Embora Toyota e Honda
tenham partido na frente, acompanhas pela DaimlerChrysler, a Ford oferece
agora o Escape e a GM apresentou o utilitário esporte (SUV) Graphyte
como protótipo. Em Detroit, as duas marcas americanas anunciaram
que em 2008 contarão com a segunda geração de híbridos.
Pouco se falou, no entanto, que as baterias são muito caras e têm
metade da vida útil do carro completo. A substituição
em sete a oito anos pode gerar um problema financeiro ao proprietário.
Entre os veículos
convencionais, os lançamentos inéditos limitaram-se ao Mercedes
ML, que ficou refinado para enfrentar a forte concorrência entre
os SUVs; Dodge Charger, relançando a moda dos sedãs americanos
de potência bruta; Ford Fusion, equivalente ao Mondeo para o mercado
local; reformulação total do Mitsubishi Eclipse e do Kia
Rio. Do ponto de vista técnico, destaque para a primeira pickup
Honda, a Ridgeline, modelo médio pioneiro na carroceria monobloco
de cabine dupla, porta-malas fechado, suspensão independente nas
quatro rodas e tração 4x4 a partir das rodas dianteiras.

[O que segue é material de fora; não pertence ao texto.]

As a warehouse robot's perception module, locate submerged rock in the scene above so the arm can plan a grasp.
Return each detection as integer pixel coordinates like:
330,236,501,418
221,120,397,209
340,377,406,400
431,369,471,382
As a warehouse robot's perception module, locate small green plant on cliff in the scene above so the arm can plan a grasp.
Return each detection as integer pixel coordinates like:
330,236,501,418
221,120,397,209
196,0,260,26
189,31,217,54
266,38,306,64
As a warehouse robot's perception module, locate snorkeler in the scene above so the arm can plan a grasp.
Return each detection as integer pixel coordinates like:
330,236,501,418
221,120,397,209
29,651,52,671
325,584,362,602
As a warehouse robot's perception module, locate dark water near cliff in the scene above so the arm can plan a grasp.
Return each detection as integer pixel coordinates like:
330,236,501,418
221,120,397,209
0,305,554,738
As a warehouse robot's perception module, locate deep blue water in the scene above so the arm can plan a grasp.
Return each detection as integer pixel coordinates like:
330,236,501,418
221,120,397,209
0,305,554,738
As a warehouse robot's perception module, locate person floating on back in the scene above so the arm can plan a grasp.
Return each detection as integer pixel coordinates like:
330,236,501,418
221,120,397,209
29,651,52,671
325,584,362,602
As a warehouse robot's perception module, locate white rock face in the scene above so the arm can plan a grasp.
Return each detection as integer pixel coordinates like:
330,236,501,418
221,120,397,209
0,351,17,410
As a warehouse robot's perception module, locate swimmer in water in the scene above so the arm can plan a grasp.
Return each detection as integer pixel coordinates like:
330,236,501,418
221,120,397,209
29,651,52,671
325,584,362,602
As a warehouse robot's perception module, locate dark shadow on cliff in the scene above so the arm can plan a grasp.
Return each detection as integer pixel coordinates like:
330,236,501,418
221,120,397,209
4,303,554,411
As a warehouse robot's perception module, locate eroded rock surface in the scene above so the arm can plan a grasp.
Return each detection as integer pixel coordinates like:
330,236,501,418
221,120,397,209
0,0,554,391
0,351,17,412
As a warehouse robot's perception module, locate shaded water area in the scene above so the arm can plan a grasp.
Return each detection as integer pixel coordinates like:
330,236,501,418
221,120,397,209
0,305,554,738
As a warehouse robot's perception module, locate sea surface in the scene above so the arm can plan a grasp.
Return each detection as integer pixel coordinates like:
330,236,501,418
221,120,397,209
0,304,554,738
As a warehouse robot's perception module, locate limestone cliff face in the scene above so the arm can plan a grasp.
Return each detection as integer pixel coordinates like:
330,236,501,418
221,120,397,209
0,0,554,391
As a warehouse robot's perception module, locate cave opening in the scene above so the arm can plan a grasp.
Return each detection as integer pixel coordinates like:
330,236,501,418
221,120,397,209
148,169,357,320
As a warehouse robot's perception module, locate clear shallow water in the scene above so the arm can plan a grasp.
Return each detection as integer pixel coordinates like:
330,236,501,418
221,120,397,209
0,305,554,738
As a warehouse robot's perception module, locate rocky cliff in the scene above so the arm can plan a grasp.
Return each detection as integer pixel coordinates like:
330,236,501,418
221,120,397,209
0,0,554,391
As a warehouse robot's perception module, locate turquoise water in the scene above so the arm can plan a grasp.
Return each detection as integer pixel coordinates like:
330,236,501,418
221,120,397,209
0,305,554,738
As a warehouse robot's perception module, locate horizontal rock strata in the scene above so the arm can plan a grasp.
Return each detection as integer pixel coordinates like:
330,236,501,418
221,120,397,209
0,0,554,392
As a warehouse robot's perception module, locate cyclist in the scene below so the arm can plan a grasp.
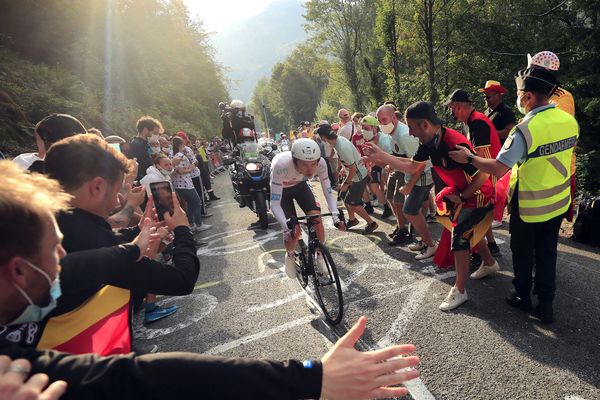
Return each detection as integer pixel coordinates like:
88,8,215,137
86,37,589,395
271,138,345,279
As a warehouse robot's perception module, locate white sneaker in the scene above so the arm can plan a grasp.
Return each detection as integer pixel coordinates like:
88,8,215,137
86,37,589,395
415,242,438,260
195,224,212,232
285,252,296,279
440,286,469,311
471,261,500,279
317,252,328,275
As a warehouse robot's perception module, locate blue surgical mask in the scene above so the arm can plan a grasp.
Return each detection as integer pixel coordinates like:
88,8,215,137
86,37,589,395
8,260,62,325
517,95,527,115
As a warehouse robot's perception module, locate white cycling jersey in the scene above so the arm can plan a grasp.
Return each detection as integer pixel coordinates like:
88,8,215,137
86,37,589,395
271,151,339,232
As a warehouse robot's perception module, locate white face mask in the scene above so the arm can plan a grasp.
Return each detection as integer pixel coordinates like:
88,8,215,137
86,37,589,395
157,167,173,176
379,122,394,135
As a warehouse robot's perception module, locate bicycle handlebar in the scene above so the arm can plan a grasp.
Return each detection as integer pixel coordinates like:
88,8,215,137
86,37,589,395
287,208,344,229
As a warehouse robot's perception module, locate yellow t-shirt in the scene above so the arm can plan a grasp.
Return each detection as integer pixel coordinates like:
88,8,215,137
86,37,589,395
549,87,577,175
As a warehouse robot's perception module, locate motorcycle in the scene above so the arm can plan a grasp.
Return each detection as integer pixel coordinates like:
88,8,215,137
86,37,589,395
223,142,271,229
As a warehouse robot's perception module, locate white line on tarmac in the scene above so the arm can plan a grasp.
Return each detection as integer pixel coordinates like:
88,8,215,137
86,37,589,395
204,315,319,355
242,271,286,285
246,292,304,313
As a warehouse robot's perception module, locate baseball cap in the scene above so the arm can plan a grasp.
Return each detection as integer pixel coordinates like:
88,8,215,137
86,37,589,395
442,89,472,107
404,101,444,125
315,124,337,139
515,67,558,95
477,81,508,94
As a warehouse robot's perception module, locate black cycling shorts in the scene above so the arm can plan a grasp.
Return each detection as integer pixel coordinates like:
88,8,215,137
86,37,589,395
281,181,321,219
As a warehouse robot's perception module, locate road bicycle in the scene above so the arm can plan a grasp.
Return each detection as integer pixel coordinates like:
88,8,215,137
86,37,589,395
287,213,344,325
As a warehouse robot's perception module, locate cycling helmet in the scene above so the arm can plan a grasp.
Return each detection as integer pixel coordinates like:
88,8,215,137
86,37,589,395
229,100,246,110
527,51,560,71
292,138,321,161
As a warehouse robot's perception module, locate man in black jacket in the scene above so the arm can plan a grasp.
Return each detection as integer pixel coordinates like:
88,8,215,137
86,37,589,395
0,135,200,355
0,161,419,400
128,116,164,182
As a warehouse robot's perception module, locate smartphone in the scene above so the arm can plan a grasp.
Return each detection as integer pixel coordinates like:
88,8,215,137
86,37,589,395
150,182,174,221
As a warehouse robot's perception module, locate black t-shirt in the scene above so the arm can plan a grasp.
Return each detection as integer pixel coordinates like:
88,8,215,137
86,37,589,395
485,103,517,131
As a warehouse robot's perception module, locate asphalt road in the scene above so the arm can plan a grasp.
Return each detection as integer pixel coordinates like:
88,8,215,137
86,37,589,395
135,174,600,400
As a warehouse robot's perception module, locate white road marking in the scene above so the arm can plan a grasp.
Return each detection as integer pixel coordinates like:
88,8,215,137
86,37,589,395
246,292,304,313
204,315,318,355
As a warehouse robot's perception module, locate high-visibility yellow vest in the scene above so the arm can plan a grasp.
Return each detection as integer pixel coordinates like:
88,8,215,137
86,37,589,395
509,107,579,222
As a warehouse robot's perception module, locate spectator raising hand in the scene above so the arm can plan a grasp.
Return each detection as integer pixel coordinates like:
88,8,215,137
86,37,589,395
0,356,67,400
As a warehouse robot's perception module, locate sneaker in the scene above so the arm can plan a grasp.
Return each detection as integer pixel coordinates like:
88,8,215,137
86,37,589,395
440,286,469,311
388,228,412,246
471,261,500,279
285,252,296,279
144,306,177,323
469,253,483,272
408,240,427,251
317,252,328,275
363,221,379,235
415,243,438,260
195,223,212,232
346,218,358,229
381,203,393,219
488,242,502,257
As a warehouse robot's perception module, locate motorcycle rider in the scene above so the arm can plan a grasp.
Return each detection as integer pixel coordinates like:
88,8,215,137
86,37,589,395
219,100,255,146
271,138,345,279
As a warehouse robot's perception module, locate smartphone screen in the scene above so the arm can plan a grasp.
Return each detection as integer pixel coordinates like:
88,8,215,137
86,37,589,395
150,182,174,221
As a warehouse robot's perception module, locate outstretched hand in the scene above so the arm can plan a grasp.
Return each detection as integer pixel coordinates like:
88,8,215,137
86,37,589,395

O Cadillac STS-V, de 440 cv, é uma inesperada resposta às
séries M e AMG de BMW e Mercedes: não chega lá, mas
está perto.
Quanto aos carros
conceituais, quase todos sinônimos de lançamentos próximos,
impressionaram o superesporte Ford Shelby GR-1, de 600 cv, com sua carroceria
de alumínio polido (só para o Salão); o Chrysler
Firepower, que herda componentes do Viper, como resposta ao Corvette,
este pré-reagindo com a nova série Z de 507 cv; o Lexus
LF-A, reflexo do aprendizado da Toyota na F1. Interessantes também
o Saturn Aura, espécie de Astra americano, e o Acura RD-X, uma
station esportiva.
Dentro do campo da
extravagância, o Jeep Hurricane (dois motores, 670 cv, capaz de
girar em torno de seu eixo vertical), o Infiniti Kuraza, de seis lugares
e seis portas laterais e o chocante Ford SynUS que mais parece um carro-forte,
porém com muita diversão eletrônica interna, para
isolar os ocupantes do exterior mundo cruel. Apesar das formas estranhas,
utiliza a mesma plataforma do Fiesta.
Lançamentos
unidos aos shows continuam a marca registrada de Detroit, este ano menos
espetaculares. A criatividade da Chrysler sobressaiu com uma carroceria
de stock car trocando de “pele” com o Charger. A GM arranjou
um sósia perfeito do seu vice-chairman, Bob Lutz, que brincou afirmando
agora poder atender a todos os jornalistas.
Apesar do
bom humor, coube ao próprio Lutz uma declaração algo
bombástica. Admitiu que a GM pode perder mesmo o posto de maior
fabricante mundial para a Toyota. Apesar disso, manterá o seu ritmo
e tentará não se deixar ultrapassar. A situação
de fragilidade dos “Três Grandes Grupos” (pela primeira
vez menos de 60% do mercado, em 2004) levou o governo americano a oferecer
apoio técnico de cientistas, embora o problema maior seja financeiro.
O grande duelo se aproxima (Fernando Calmon, Alta Roda, 26 de janeiro).